“夢到什麽了呢?”他聲音低沉,雙肩鬆垮了下來,是在人前從未有過的模樣。
男人喃喃自語。“又想起你那個行舟哥哥。”
“他對你很好嗎?”
“有多好?”
如一滴濃墨滴入池河,流雲般化開在黑沉的夜裏。
“又哭。”
他捧著她的臉,拇指指腹拭幹她眼角的淚。
明明雙目緊閉,眼淚卻跟不要錢似的,一顆一顆往下落。
沾了淚水,微微濕潤的掌心摩挲著脆弱的脖頸,“他們說你鬱而成火,心煩勞神。”
他自嘲一笑:“到底在煩什麽呢?”
少女沒有醒,吃了藥,似乎燒熱果然退下去了些,兩人額頭相抵,靜靜地躺著,呼吸交錯,桔香和藥草香氣交纏在一起,混雜成不可言說的恬淡氣味。
他一直沒追問她,到底為什麽非要走。
為什麽有這麽重要嗎,他一瞬間有些猶疑。
她到底在想什麽?
從什麽時候開始準備離開的呢?
是從他拒絕娶她的時候,還是他設計毀了她與李遊的婚約的時候,或者是他傳出他要娶王媛君的時候?

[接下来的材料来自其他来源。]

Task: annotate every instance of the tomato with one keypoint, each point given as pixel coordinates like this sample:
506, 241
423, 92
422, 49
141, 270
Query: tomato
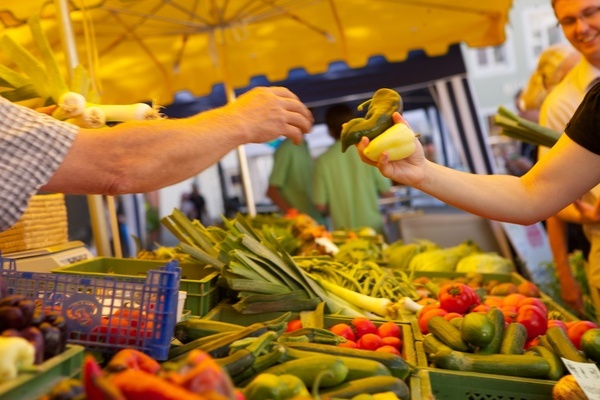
577, 329
344, 330
534, 301
362, 326
369, 341
534, 319
424, 317
457, 297
512, 299
557, 322
388, 349
528, 289
389, 328
293, 325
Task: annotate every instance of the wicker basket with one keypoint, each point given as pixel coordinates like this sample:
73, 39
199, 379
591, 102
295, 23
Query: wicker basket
43, 224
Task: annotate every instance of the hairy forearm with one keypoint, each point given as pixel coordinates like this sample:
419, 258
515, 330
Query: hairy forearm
143, 156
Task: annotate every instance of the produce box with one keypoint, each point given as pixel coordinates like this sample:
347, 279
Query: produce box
226, 313
102, 313
198, 281
455, 385
37, 381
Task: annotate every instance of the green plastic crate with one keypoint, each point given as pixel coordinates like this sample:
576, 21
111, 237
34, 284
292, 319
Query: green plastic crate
198, 281
226, 313
37, 383
455, 385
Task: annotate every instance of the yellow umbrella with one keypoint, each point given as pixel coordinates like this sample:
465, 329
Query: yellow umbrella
150, 49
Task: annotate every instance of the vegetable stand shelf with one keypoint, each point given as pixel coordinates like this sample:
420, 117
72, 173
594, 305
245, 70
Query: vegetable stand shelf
198, 281
102, 313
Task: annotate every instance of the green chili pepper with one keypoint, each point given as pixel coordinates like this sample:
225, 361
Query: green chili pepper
271, 386
377, 119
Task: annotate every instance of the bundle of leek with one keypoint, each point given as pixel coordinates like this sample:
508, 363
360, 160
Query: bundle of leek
256, 266
524, 130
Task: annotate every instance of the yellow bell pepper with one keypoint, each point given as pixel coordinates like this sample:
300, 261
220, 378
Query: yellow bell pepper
398, 141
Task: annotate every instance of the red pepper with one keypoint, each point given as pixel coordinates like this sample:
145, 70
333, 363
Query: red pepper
534, 319
457, 297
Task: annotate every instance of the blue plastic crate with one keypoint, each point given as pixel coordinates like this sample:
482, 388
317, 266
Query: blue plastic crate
105, 314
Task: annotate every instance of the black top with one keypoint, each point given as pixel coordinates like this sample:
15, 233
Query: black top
584, 127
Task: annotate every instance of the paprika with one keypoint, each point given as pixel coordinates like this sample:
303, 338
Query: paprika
378, 118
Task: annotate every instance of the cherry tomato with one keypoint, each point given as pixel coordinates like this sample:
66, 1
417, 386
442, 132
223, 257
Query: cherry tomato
577, 329
344, 330
424, 317
534, 319
457, 297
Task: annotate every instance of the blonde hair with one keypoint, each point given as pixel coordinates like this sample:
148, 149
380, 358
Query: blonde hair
553, 64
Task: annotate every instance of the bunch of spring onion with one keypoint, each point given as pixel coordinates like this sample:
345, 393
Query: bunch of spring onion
267, 278
35, 79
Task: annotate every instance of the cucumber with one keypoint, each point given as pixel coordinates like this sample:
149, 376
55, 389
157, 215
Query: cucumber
557, 368
398, 366
309, 368
370, 385
447, 333
357, 368
194, 328
497, 317
562, 345
520, 365
514, 339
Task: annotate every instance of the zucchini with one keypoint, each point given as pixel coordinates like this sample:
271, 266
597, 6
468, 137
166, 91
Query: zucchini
562, 345
398, 366
309, 368
357, 368
370, 385
557, 368
497, 317
520, 365
447, 333
194, 328
514, 339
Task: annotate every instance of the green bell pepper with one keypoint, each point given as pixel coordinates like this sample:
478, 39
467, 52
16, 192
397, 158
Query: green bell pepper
275, 387
377, 119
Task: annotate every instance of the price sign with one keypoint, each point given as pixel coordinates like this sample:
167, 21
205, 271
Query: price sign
587, 376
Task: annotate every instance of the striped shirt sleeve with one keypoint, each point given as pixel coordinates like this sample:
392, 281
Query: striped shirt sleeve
32, 146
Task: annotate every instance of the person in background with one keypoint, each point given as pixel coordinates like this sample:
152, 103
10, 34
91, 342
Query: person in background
42, 153
553, 65
290, 180
345, 189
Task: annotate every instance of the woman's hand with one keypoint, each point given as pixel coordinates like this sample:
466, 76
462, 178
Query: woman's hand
409, 171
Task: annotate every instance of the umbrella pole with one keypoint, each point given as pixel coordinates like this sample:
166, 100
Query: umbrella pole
95, 205
243, 161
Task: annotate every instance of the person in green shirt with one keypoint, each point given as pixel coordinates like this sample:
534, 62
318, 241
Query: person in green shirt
344, 188
290, 179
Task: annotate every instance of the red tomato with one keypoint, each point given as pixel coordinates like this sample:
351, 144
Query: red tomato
557, 322
534, 301
388, 349
369, 341
293, 325
534, 319
389, 329
392, 341
424, 317
457, 297
362, 326
577, 329
512, 299
344, 330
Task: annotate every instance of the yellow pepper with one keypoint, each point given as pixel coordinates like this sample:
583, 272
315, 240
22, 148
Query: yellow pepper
398, 141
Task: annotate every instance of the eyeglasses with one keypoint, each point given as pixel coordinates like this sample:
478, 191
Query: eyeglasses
586, 16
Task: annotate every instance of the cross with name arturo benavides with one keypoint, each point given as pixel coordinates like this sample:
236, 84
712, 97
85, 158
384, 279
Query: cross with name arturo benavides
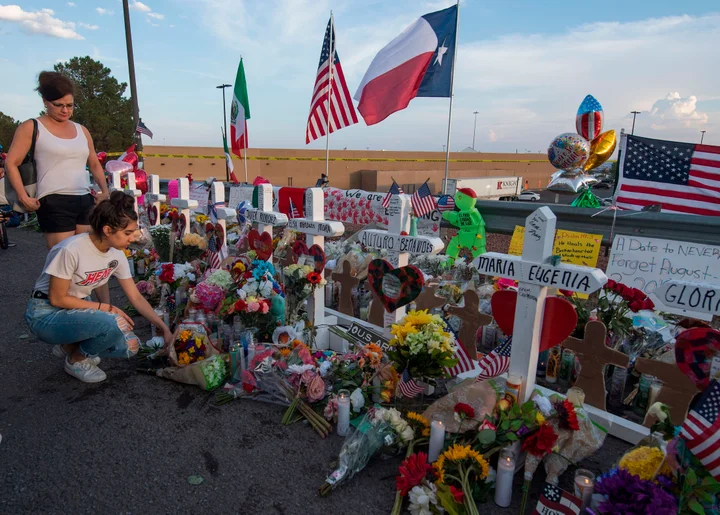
535, 274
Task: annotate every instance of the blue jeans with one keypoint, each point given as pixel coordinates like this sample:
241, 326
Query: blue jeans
98, 333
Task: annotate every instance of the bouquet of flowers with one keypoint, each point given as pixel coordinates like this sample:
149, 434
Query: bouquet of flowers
300, 281
380, 428
422, 345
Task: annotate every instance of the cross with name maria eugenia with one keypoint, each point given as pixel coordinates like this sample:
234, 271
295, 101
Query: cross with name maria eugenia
535, 274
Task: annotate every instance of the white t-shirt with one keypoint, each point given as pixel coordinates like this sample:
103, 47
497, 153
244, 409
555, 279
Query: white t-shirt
79, 260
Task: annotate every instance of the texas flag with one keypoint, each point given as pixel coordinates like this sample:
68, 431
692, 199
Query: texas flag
417, 63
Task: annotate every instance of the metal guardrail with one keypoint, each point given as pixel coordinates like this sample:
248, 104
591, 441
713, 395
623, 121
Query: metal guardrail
502, 217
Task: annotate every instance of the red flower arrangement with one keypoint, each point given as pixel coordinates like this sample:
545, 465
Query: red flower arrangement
566, 415
541, 441
412, 472
465, 410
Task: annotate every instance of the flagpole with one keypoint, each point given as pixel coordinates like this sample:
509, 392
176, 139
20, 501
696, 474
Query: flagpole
331, 59
452, 80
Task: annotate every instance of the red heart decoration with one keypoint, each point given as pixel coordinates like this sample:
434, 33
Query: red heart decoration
694, 351
559, 320
300, 248
261, 244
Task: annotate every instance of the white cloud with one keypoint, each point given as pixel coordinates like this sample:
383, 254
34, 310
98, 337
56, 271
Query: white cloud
139, 6
674, 111
39, 22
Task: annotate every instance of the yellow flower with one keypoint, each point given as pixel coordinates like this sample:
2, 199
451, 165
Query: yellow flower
418, 318
643, 461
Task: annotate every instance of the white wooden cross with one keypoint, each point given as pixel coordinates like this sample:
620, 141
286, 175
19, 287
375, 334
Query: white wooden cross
535, 274
153, 198
264, 217
131, 189
220, 212
316, 228
398, 246
184, 203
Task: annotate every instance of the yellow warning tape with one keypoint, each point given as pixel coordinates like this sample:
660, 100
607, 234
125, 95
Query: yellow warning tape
356, 159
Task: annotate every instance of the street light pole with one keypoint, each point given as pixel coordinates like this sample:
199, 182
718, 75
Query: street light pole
222, 87
474, 128
131, 72
634, 113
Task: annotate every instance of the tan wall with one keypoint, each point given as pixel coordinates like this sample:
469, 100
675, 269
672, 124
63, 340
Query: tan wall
358, 169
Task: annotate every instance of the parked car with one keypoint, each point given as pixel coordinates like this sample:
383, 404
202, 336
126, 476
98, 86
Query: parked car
529, 196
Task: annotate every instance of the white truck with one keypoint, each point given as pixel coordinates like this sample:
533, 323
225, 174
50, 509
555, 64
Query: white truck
488, 188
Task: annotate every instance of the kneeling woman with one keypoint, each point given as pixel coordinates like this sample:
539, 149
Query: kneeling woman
61, 312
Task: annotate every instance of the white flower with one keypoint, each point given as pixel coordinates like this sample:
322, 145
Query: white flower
357, 400
299, 369
543, 404
657, 410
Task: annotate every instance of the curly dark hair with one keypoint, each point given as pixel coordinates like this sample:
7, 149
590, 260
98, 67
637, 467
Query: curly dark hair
116, 212
54, 85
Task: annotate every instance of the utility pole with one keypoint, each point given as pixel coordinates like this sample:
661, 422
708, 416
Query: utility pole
131, 72
634, 113
474, 127
222, 87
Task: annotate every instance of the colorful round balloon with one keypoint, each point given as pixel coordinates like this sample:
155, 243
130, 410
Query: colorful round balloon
588, 121
568, 151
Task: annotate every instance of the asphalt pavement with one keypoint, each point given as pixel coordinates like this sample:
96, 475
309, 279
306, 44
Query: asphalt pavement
128, 445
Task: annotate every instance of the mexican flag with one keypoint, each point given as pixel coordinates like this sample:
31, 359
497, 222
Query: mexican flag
228, 158
239, 113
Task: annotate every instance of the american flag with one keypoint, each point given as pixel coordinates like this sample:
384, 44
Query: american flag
682, 177
408, 386
422, 201
556, 501
342, 111
142, 129
495, 362
293, 210
446, 203
701, 429
394, 190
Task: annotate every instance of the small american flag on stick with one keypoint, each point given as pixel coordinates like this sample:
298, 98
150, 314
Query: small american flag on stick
330, 81
701, 429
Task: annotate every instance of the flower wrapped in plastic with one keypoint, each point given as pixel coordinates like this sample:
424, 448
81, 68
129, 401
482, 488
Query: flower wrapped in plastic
379, 429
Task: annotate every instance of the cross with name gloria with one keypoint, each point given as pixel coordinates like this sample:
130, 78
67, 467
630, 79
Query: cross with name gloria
535, 274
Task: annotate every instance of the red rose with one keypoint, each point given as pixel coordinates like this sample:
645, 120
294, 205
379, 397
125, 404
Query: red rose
541, 441
458, 494
464, 409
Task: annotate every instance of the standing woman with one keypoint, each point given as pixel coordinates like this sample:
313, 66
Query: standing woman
60, 311
62, 151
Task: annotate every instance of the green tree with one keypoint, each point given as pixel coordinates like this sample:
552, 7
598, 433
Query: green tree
101, 106
7, 129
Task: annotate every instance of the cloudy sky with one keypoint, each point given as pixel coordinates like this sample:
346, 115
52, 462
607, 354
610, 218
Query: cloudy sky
524, 65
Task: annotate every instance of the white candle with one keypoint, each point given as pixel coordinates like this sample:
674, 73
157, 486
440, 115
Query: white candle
343, 412
584, 486
504, 479
437, 438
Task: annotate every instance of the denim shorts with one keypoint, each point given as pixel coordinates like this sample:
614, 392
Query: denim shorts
97, 332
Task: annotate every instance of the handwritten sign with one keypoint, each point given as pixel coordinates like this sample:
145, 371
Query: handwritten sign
647, 263
200, 192
693, 299
367, 336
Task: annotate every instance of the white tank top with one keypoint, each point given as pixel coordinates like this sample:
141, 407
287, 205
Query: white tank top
61, 163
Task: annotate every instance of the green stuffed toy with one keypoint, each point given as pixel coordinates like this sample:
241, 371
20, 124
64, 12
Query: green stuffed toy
467, 219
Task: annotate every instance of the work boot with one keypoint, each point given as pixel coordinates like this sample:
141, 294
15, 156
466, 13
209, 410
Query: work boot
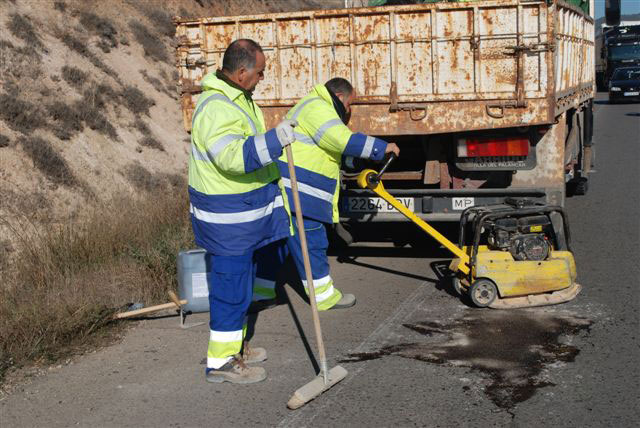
252, 355
236, 371
346, 301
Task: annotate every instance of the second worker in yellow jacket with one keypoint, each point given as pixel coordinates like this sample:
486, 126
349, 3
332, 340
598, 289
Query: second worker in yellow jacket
322, 138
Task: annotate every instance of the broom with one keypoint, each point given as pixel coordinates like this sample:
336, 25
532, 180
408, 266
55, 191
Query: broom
327, 378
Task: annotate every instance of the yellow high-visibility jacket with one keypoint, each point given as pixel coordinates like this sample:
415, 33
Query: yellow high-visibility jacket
321, 141
237, 204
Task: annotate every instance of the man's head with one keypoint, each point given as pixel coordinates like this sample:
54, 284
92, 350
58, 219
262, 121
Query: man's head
244, 63
344, 91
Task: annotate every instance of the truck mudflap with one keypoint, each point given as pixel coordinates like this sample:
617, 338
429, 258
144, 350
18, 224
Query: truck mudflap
533, 300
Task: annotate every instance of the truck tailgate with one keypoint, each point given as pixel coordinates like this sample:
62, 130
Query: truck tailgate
417, 69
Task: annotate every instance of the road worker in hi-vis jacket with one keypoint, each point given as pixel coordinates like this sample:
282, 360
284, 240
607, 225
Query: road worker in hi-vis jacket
322, 139
237, 205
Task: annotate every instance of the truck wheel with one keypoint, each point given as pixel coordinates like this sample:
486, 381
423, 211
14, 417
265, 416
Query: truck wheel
580, 187
483, 292
457, 287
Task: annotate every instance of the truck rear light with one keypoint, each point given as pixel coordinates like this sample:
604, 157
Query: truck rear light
492, 147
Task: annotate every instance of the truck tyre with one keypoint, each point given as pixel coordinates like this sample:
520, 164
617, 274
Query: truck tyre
581, 187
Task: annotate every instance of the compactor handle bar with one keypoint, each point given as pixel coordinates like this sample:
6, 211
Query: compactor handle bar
375, 178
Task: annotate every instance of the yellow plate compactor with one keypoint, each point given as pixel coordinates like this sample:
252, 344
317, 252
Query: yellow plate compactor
511, 255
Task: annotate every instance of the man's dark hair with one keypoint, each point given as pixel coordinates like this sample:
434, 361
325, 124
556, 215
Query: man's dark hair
240, 53
339, 85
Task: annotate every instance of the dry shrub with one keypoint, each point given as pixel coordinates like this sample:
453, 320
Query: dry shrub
73, 277
152, 143
67, 119
74, 76
176, 181
21, 27
48, 161
152, 45
81, 48
20, 115
142, 127
91, 115
141, 178
161, 20
102, 27
19, 62
136, 101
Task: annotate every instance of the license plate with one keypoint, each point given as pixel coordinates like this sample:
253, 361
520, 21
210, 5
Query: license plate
462, 203
373, 205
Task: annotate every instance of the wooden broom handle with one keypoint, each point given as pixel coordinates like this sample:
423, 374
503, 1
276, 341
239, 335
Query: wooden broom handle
307, 263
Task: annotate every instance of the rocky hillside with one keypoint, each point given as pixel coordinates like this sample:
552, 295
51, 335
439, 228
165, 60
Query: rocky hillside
88, 102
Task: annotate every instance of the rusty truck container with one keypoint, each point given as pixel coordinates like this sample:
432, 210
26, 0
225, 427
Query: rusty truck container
429, 77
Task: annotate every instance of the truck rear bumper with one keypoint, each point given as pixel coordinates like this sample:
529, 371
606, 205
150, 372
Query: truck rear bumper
435, 204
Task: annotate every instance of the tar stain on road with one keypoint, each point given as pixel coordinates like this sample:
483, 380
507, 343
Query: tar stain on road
511, 348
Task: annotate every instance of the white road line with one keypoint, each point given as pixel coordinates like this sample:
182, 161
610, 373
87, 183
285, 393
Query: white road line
380, 336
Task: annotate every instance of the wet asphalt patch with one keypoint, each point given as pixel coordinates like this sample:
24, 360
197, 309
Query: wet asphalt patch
512, 349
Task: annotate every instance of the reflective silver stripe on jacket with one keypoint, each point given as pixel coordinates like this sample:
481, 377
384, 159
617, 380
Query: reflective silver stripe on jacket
299, 109
303, 138
237, 217
368, 147
225, 99
262, 149
310, 190
215, 149
323, 128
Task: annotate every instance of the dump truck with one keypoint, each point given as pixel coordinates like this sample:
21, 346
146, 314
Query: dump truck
488, 99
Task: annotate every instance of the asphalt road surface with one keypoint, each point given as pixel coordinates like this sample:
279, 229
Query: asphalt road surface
416, 354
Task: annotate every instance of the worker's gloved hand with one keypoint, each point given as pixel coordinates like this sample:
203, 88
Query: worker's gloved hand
392, 148
284, 130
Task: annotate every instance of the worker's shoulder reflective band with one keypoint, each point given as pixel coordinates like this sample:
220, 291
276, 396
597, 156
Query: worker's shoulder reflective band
262, 150
368, 146
310, 190
225, 99
215, 149
299, 109
237, 217
323, 128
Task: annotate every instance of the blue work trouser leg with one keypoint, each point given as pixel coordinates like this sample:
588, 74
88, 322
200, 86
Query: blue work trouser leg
269, 259
230, 280
326, 294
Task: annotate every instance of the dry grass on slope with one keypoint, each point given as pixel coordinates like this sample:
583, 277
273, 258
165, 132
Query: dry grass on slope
68, 280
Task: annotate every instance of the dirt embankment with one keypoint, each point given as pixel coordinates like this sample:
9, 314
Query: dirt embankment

若不是他讓邱小雲注意著她的一舉一動,要不是守城的校尉都是他的人,要不是魏徵及時留意到她,要不是批放文牒的官吏特地來請示他......
她就真的走了。
離開了幽州,如魚入大海,那時候,他該去哪裏尋她?
這樣的亂世,山匪賊寇橫行,她一個弱女子帶著一對老父母,被拐賣綁架,為奴為婢,為妓為娼,那麽多妓館青樓高門大戶,他又要花多久去尋?
要不別留她了,任她走吧,去死也好,去找她的行舟哥哥也罷。
她是生是死,又與他何幹?
他呼吸粗重,隻感覺心裏有什麽東西在翻湧,說不出是什麽感受,就好像回到了他母親死的那一年,那個女人一心求死,死前為了給心上人留下自己最美的模樣,梳妝打扮,盛裝豔抹,可是那人卻看也沒有看一眼。